On my drive home last night, I noticed a billboard for a local ER. It encouraged folks to text to find out their average wait time. Two problems with this – if you are in need of an ER are you really going to get out your phone and text to perform a “wait time” comparison on all the local ERs and two, if you get out your phone and text while driving on a very busy highway aren’t you in danger of needing an ER sooner than you originally thought?
Was the hospital really accomplishing what it wanted to through this message? (Maybe if they wanted more accidents to create more “traffic” for its ER!) Or did the hospital just want people to think of them and short wait times? A billboard encouraging texting alongside a busy highway may not have been the best way to communicate this message.
In a world where we are hit with countless marketing messages; where we can’t even log into a “social” network without seeing plugs from our friends and family for everything from nonprofit donation requests to “I just bought x on Y site for $2.99,” we’ve become so accustomed to tuning out that it’s easy for your message to get lost in the din. It’s important, now more than ever, to have a targeted message conveyed in the way that best reaches your audience/members and furthers your mission or goals.

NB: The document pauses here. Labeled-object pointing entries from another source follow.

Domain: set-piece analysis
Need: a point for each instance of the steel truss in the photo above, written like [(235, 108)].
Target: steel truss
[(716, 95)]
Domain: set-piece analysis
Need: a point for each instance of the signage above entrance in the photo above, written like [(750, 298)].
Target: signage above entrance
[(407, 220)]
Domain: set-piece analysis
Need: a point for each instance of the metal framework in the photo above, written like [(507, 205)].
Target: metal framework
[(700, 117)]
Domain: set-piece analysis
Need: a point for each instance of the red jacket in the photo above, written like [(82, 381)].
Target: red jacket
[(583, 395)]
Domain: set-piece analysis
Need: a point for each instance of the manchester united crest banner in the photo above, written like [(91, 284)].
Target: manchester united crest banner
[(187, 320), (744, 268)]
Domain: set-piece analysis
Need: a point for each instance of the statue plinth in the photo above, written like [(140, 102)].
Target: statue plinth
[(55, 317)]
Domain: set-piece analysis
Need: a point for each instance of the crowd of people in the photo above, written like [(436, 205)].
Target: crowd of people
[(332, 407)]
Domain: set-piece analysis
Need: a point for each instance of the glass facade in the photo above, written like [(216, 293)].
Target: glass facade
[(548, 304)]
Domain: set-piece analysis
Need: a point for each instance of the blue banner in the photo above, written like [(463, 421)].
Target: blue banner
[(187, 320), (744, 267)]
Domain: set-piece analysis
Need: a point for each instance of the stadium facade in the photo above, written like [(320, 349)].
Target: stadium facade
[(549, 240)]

But before you get depressed about the impossibility of being heard over everything — and everyone — else, think about how valuable social media tools can be. Sure at first glance there is a lot of ruckus in the social sphere — a lot of talk about the weather and food that was just eaten. But upon a deeper dive and with the help of a few simple reporting tools, you can figure out more than just what errands your members have run. With social media tools and reporting, integrated into your online community, you can run surveys on event preferences; track top posters to your community; listen to what members, and potential members, are interested in; view their activity history; even use queries to isolate giving and dues payment data. With an online community like ours you’ll have this information at your finger tips with a couple of quick clicks from your executive dashboard. Your members’ activity is what fuels these reports giving a business purpose to social networking activity.

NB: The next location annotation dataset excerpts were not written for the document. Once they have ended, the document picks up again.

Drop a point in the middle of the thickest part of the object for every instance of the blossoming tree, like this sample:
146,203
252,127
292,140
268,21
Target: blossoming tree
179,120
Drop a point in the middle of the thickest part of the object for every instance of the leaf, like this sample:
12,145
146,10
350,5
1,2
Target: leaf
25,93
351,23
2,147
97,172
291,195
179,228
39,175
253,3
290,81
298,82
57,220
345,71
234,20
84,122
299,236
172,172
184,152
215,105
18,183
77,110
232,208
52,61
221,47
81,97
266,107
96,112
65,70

However, if you’re not using this data to customize your offerings and tailor your message you’re wasting a prime opportunity for member engagement. Ask members (whether actively or through reporting) what they want AND customize your events/messaging accordingly. Social has spoiled us. We all want what we want when we want it and we want it customized to our preferences. Members demand to be heard, acknowledged and treated as individuals — after all, just because they share a profession or industry does not mean that they share the same preferences. Fortunately with social networking powering membership software, it’s easy for you to “individualize” your approach, offerings and message. Of course, by analyzing your members’ social media activities you’re still going to hear a lot about what people had for lunch but now you can turn this trivial mention into the fare for your next event!